Se c’è un ambito dove viene percepito in maniera lampante l’asimmetrico valore della vita di un uomo e di una donna, questa è la guerra. A luglio 2017, questi erano i dati della sanguinosa guerra di Siria: «Almeno 331.765 persone, tra cui circa 100.000 civili, sono morte dall’inizio del conflitto nel 2011, secondo i dati aggiornati dell’Osservatorio siriano per i diritti umani (OSDH). Tra i civili morti a causa della guerra vi sono 18.243 bambini e 11.427 donne». Per ottenere il numero dei morti di uomini adulti, bisogna prima sommare il numero dei bambini e delle donne e poi sottrarlo al totale, il risultato: 301.000 morti rispetto a 11.427 donne. Se riteniamo tutte le donne vittime civili e confrontiamo i dati, soltanto tra i civili 70.330 caduti sono uomini e 11.427 donne. Infine, ci sono più bambini caduti che donne, come nel Titanic, e come molto spesso avviene nella storia dell’umanità. Prima donne e … dopo bambini. A marzo 2023, nella sede dell’ONU, la ministro spagnola delle Pari Opportunità Irene Montero ha dichiarato (min.1.36 – 1.58): «In questi anni segnati dalla pandemia di Covid-19 e anche dall’invasione dell’Ucraina e da altri conflitti armati con gravi conseguenze economiche e sociali per l’intera popolazione mondiale, vorrei sottolineare che queste crisi e questi conflitti armati hanno un impatto specialmente grave sulle donne». Ecco i dati aggiornati della guerra in Ucraina prima della data della dichiarazione (marzo 2023). A febbraio 2023 l’Ucraina stimava che «più di 140.000 soldati russi siano stati “liquidati” dall’inizio dell’invasione». Queste erano le perdite solo sul fronte russo, si presuppone che tutti o quasi tutti uomini. Per quanto riguarda i civili, a fine gennaio 2023 l’ONU stimava 7.000 morti: «2.819 dei civili uccisi finora nella guerra erano uomini, 1.905 erano donne, 225 erano bambini e 180 erano bambine. Non è stato possibile determinare il sesso delle vittime nel resto dei corpi». È possibile che durante una conferenza in una sede così importante come l’ONU, una carica così importante come un ministro di un governo occidentale, non sia a conoscenza dei dati, che sono pubblici, o possa mentire così flagrantemente senza venir smentita? È possibile che tutta questa sofferenza maschile sia talmente invisibile?

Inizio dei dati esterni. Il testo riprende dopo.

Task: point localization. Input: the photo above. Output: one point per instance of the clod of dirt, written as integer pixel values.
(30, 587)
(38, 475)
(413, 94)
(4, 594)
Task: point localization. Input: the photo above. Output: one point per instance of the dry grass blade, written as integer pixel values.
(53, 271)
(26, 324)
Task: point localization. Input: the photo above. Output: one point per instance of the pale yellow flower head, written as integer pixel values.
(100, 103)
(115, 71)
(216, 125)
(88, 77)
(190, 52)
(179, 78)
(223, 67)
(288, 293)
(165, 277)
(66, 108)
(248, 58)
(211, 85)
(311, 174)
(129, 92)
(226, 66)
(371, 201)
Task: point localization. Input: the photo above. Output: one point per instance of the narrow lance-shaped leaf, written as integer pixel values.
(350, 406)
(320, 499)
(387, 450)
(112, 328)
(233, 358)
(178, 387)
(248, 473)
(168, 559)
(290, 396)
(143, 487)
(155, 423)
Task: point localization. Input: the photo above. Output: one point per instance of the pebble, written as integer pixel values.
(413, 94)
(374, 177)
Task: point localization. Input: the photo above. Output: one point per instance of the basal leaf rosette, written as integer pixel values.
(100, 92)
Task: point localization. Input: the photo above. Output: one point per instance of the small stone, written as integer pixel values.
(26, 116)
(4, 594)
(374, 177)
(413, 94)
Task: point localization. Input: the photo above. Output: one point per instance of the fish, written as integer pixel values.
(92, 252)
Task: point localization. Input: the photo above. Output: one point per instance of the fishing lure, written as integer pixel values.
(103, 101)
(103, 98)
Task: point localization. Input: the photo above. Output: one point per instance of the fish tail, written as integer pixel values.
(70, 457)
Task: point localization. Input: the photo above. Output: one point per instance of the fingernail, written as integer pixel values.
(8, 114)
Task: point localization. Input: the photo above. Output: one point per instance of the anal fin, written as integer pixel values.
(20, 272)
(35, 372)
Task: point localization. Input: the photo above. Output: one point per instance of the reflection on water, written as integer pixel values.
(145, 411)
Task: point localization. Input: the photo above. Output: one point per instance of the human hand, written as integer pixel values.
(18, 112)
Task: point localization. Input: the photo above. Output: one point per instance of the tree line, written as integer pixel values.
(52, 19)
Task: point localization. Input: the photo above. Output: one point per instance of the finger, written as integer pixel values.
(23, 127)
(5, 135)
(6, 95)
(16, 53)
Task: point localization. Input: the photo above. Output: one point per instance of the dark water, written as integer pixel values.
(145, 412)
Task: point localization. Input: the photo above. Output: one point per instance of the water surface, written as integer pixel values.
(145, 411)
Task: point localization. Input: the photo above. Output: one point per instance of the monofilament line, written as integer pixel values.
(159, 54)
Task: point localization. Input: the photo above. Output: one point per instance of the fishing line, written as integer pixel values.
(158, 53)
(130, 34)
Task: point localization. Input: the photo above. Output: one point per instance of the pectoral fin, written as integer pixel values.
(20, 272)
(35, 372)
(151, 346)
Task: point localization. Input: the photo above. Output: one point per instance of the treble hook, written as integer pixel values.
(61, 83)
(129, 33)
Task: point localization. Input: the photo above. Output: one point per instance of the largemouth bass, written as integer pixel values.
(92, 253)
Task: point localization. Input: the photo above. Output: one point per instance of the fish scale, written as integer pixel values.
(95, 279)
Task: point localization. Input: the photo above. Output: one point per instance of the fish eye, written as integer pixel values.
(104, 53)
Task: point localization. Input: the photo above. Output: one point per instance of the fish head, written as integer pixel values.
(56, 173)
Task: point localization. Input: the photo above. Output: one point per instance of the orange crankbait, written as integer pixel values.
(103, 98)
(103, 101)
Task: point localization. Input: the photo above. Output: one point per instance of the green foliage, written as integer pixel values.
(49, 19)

Forse qualche lettore mi potrebbe rinfacciare di accanirmi con la ministro Irene Montero, che per la verità capita di essere menzionata spesso nei miei interventi. Ecco allora le dichiarazioni di un’altra ministro dello stesso governo spagnolo, Ione Belarra, durante l’Incontro per la Difesa della Pace all’Università Complutense di Madrid: «Mai un uomo potente che ha dichiarato la guerra da un lussuoso ufficio ha pagato la guerra con il suo sangue o con il sangue di qualcuno che ama. Mai. […] Storicamente le guerre sono state pianificate e dichiarate dagli uomini. […] La logica dietro la guerra è la stessa logica che c’è dietro il maschilismo». Al di là della grande ignoranza storica che queste persone dimostrano – non è necessario risalire a Ciro il Grande o a Marco Antonio, per capire che la guerra ha travolto spesso ai loro promotori, basta pensare ai più recenti e noti Hitler o Mussolini –, al di là della retorica femminista che colpevolizza gli uomini per qualsiasi guerra e scagiona le donne – basta pensare alle più note Cleopatra, Isabella di Castiglia, Maria Teresa d’Austria, la regina Vittoria, Indira Gandhi, Margaret Thatcher…, l’opera La grande menzogna del femminismo presenta un lungo elenco di sovrane che hanno combattuto e promosso guerre –, nessuna menzione alle vittime, nella stragrande maggioranza uomini. Gli uomini, se menzionati, devono essere menzionati nel ruolo di colpevoli, come fa la ministro, non di vittime. Uomini colpevoli delle guerre e della sofferenza femminile. E la sofferenza maschile? (Continua domenica prossima)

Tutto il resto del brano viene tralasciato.